Show me how it works, I was intruding, but I stood
my ground, shoulder to shoulder with my father.
Slide in hand, logarithms fell beneath his fingers,
merging and diverging scales revealed earth’s curves.
He reduced a square root to its perfect primes.
Each line aligned precisely at his touch.
Math is like music, he said, a universal language,
He showed me scales, the C, the D. I sounded out
the letters UNIVERSAL stamped into its bamboo.
What value had I in this world of moving numbers,
multiplying exponentially into a streaming future?

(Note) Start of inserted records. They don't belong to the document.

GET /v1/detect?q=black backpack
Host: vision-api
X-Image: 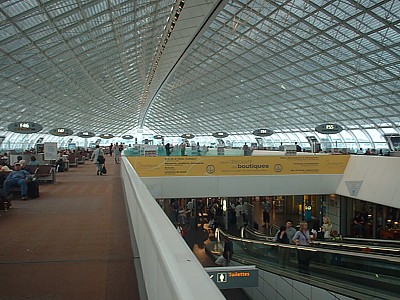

[97,155,106,164]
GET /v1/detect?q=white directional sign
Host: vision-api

[217,273,228,282]
[204,266,258,289]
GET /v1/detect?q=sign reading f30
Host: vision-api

[315,124,343,134]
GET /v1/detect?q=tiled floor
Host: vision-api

[0,159,139,300]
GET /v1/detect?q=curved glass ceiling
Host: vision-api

[0,0,400,144]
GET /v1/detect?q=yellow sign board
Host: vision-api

[128,155,350,177]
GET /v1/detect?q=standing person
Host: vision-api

[235,202,243,229]
[294,142,301,152]
[272,220,296,268]
[196,142,201,156]
[292,221,312,274]
[243,143,250,156]
[165,143,173,156]
[272,220,297,243]
[276,226,289,268]
[114,143,121,164]
[215,236,233,266]
[91,145,106,175]
[108,143,114,156]
[179,142,186,156]
[263,199,272,228]
[3,162,30,200]
[321,217,333,239]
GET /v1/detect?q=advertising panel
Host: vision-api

[129,155,350,177]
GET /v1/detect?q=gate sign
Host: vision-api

[212,131,229,139]
[204,266,258,289]
[100,133,114,139]
[181,133,194,139]
[76,131,96,138]
[49,128,74,136]
[253,129,274,136]
[7,122,43,134]
[315,124,343,134]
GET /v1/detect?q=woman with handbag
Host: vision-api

[293,221,314,274]
[90,145,106,175]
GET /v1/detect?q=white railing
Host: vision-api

[121,157,225,300]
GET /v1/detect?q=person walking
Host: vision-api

[91,145,106,175]
[292,221,313,274]
[114,143,121,164]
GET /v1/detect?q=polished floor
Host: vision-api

[0,157,139,300]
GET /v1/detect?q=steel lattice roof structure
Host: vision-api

[0,0,400,149]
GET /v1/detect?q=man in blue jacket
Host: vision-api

[3,162,30,200]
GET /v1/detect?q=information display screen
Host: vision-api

[100,133,114,139]
[49,128,74,136]
[253,128,274,136]
[212,131,229,139]
[7,122,43,134]
[76,131,96,138]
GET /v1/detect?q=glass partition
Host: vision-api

[216,231,400,299]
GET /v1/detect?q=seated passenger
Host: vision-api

[3,162,30,200]
[0,161,12,186]
[18,159,26,170]
[29,156,40,166]
[56,157,65,172]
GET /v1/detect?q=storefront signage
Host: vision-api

[128,155,350,177]
[181,133,194,139]
[49,128,74,136]
[100,133,114,139]
[204,266,258,289]
[315,124,343,134]
[7,122,43,134]
[76,131,96,138]
[253,129,274,136]
[212,131,229,139]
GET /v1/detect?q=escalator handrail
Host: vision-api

[245,227,400,255]
[217,228,400,264]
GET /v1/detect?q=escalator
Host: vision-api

[208,231,400,299]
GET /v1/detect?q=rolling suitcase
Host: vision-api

[28,180,39,199]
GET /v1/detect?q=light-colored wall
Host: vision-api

[244,270,353,300]
[336,155,400,208]
[121,157,224,300]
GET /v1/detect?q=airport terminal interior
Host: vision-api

[0,0,400,300]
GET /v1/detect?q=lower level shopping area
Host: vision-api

[157,194,400,240]
[122,158,400,299]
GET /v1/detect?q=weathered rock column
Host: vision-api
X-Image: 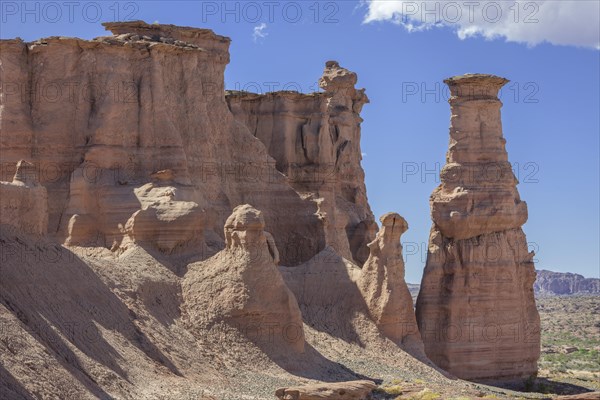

[416,74,540,380]
[358,213,423,353]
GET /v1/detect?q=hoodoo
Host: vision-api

[417,74,540,380]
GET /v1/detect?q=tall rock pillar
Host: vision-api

[416,74,540,380]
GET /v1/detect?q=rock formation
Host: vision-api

[0,21,539,400]
[533,269,600,295]
[0,160,48,235]
[183,204,304,353]
[280,213,425,360]
[275,380,377,400]
[358,213,421,345]
[227,61,377,265]
[0,21,325,265]
[416,74,540,380]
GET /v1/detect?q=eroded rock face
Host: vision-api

[0,160,48,235]
[227,61,377,265]
[416,74,540,380]
[0,21,325,265]
[275,380,377,400]
[358,213,421,345]
[183,204,304,355]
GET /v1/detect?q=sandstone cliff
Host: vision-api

[227,61,377,265]
[0,21,548,399]
[183,204,304,357]
[0,22,325,265]
[0,160,48,235]
[416,74,540,380]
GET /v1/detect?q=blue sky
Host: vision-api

[0,0,600,282]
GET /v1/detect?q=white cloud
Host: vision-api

[252,22,269,42]
[364,0,600,49]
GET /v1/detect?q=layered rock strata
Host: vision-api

[226,61,377,265]
[183,204,304,355]
[358,213,421,345]
[0,160,48,235]
[0,21,325,265]
[416,74,540,380]
[280,213,425,354]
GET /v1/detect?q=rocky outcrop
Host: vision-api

[275,380,377,400]
[0,21,325,265]
[183,204,304,355]
[416,74,540,380]
[533,269,600,295]
[0,160,48,235]
[227,61,377,265]
[280,213,428,356]
[358,213,421,345]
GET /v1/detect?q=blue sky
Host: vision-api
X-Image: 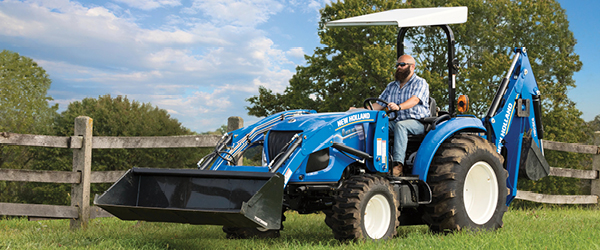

[0,0,600,132]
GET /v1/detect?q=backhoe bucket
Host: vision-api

[94,168,284,229]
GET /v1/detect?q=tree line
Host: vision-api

[246,0,600,201]
[0,0,600,205]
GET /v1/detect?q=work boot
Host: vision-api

[392,162,404,176]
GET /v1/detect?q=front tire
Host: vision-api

[424,134,508,232]
[326,175,398,241]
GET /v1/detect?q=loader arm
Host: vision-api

[483,47,550,205]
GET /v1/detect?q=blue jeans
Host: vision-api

[390,119,425,165]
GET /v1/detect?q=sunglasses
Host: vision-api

[396,62,412,68]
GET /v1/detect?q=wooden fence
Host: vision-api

[0,116,243,228]
[0,116,600,228]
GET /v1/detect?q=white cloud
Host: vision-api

[285,47,305,58]
[0,0,318,131]
[182,0,283,27]
[115,0,181,10]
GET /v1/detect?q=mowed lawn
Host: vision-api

[0,207,600,250]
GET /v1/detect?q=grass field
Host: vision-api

[0,208,600,250]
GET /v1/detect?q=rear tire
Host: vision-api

[325,175,398,241]
[424,135,508,232]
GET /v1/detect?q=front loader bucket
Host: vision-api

[94,168,284,229]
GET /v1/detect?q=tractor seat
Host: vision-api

[418,97,450,134]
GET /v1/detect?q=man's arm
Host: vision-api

[348,102,385,110]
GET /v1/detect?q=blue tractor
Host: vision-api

[94,7,549,240]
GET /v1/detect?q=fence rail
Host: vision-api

[0,117,600,228]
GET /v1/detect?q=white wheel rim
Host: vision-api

[363,194,392,239]
[463,161,498,225]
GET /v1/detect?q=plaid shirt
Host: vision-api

[379,74,431,121]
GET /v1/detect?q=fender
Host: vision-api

[412,116,486,181]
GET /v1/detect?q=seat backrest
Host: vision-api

[429,96,437,117]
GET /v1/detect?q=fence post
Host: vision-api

[71,116,93,229]
[227,116,244,166]
[591,131,600,197]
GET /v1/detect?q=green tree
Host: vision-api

[0,50,58,202]
[247,0,404,116]
[247,0,589,199]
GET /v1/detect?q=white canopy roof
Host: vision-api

[326,6,469,27]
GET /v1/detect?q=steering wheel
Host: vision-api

[363,97,398,121]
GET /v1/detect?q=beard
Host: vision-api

[394,67,410,82]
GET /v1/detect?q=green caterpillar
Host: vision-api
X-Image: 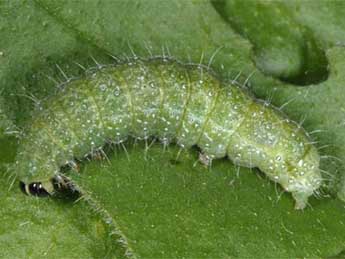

[16,58,322,209]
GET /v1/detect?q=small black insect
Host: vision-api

[20,182,50,197]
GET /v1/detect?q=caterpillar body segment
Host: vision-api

[16,58,321,209]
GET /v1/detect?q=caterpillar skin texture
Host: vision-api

[16,58,322,209]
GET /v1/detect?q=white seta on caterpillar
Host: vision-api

[16,58,321,209]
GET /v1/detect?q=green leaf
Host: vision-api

[0,0,345,258]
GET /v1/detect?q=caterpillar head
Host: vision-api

[281,146,322,209]
[19,175,67,197]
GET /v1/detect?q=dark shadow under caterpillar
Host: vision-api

[15,58,322,209]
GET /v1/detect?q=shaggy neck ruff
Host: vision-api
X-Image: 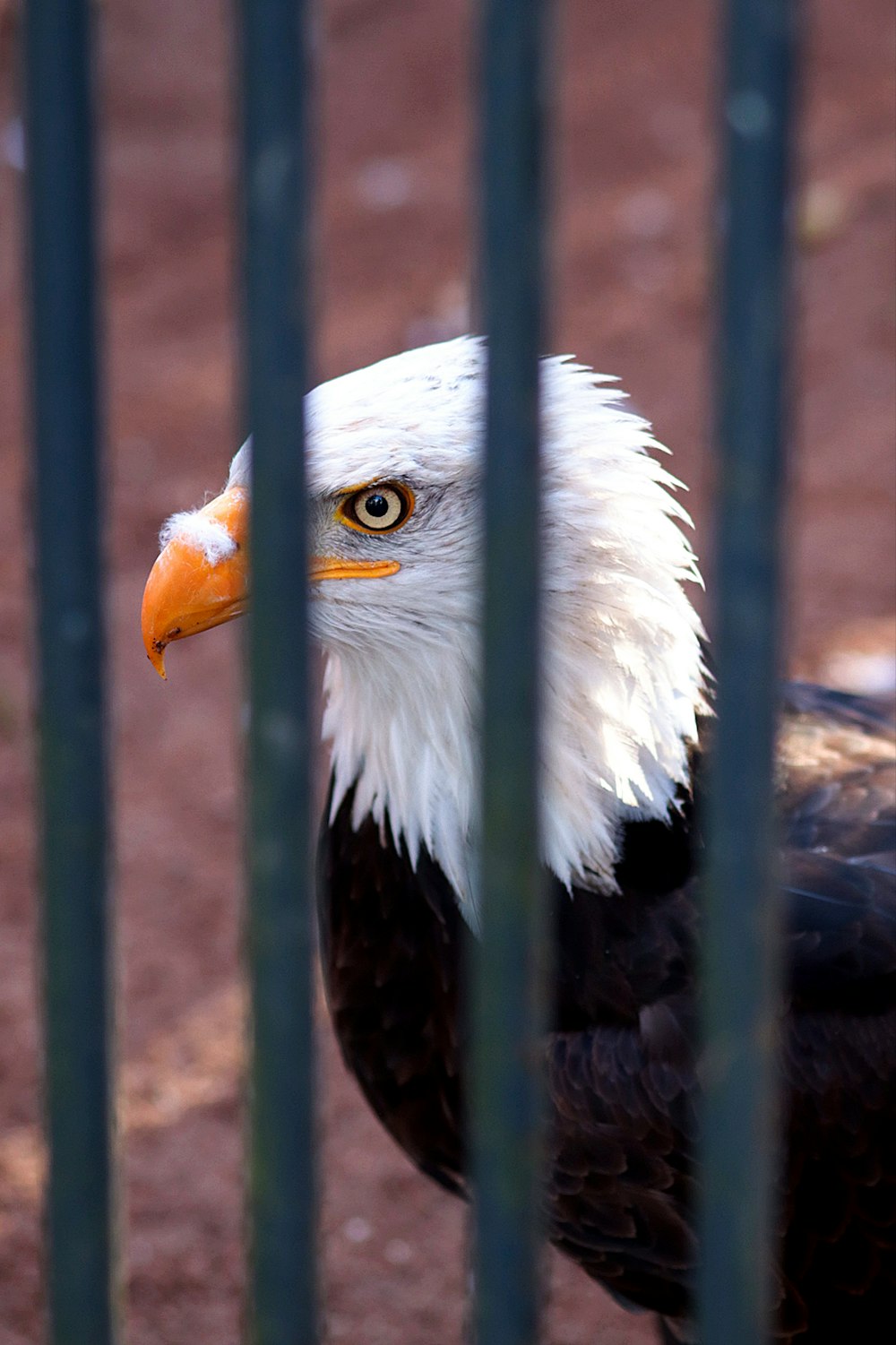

[311,339,708,928]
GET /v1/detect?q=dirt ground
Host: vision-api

[0,0,896,1345]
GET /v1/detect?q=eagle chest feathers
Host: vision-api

[142,338,896,1345]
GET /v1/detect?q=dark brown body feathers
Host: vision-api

[320,686,896,1345]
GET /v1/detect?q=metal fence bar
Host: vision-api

[472,0,547,1345]
[700,0,797,1345]
[239,0,316,1345]
[24,0,115,1345]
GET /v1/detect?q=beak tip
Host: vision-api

[147,644,168,682]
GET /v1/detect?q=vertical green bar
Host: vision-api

[239,0,316,1345]
[24,0,115,1345]
[471,0,547,1345]
[700,0,795,1345]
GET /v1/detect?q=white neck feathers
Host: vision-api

[313,341,706,926]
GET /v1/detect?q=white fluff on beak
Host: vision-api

[159,510,237,565]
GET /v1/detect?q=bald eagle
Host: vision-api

[142,338,896,1345]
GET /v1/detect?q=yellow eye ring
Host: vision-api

[336,481,414,532]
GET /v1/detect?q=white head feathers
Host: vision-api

[228,338,705,923]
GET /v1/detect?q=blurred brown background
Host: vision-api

[0,0,896,1345]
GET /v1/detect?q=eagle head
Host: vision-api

[142,338,705,918]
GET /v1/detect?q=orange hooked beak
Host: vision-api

[140,486,249,677]
[140,486,401,678]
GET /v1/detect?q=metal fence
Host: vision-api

[19,0,795,1345]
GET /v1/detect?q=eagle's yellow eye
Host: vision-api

[336,481,414,532]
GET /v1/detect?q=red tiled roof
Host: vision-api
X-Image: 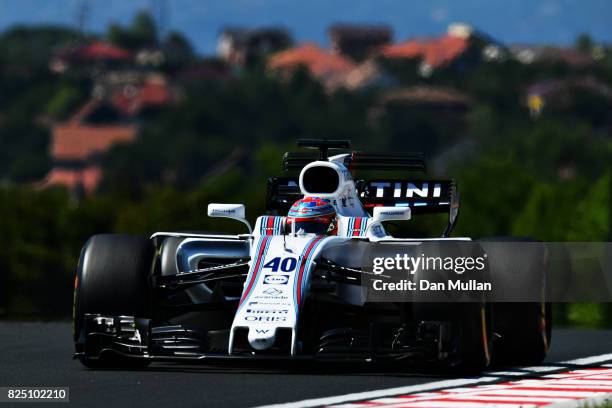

My father gone, I hold the case, the thick leather,
rough and cracked with age, the case holding the rule.
An address we’ve all forgotten engraved inside.
It smells of hide.
A clasp with a snap.
Snap, it opens, snap, I close it.
I lay it down. Put out the light.
Newton used a slide rule once, later John Glenn’s NASA,
then my father, these men with their rules, playing numbers
like music on universal scales, notes spinning into space.
Now they gather dust. You can buy one on the internet for a song.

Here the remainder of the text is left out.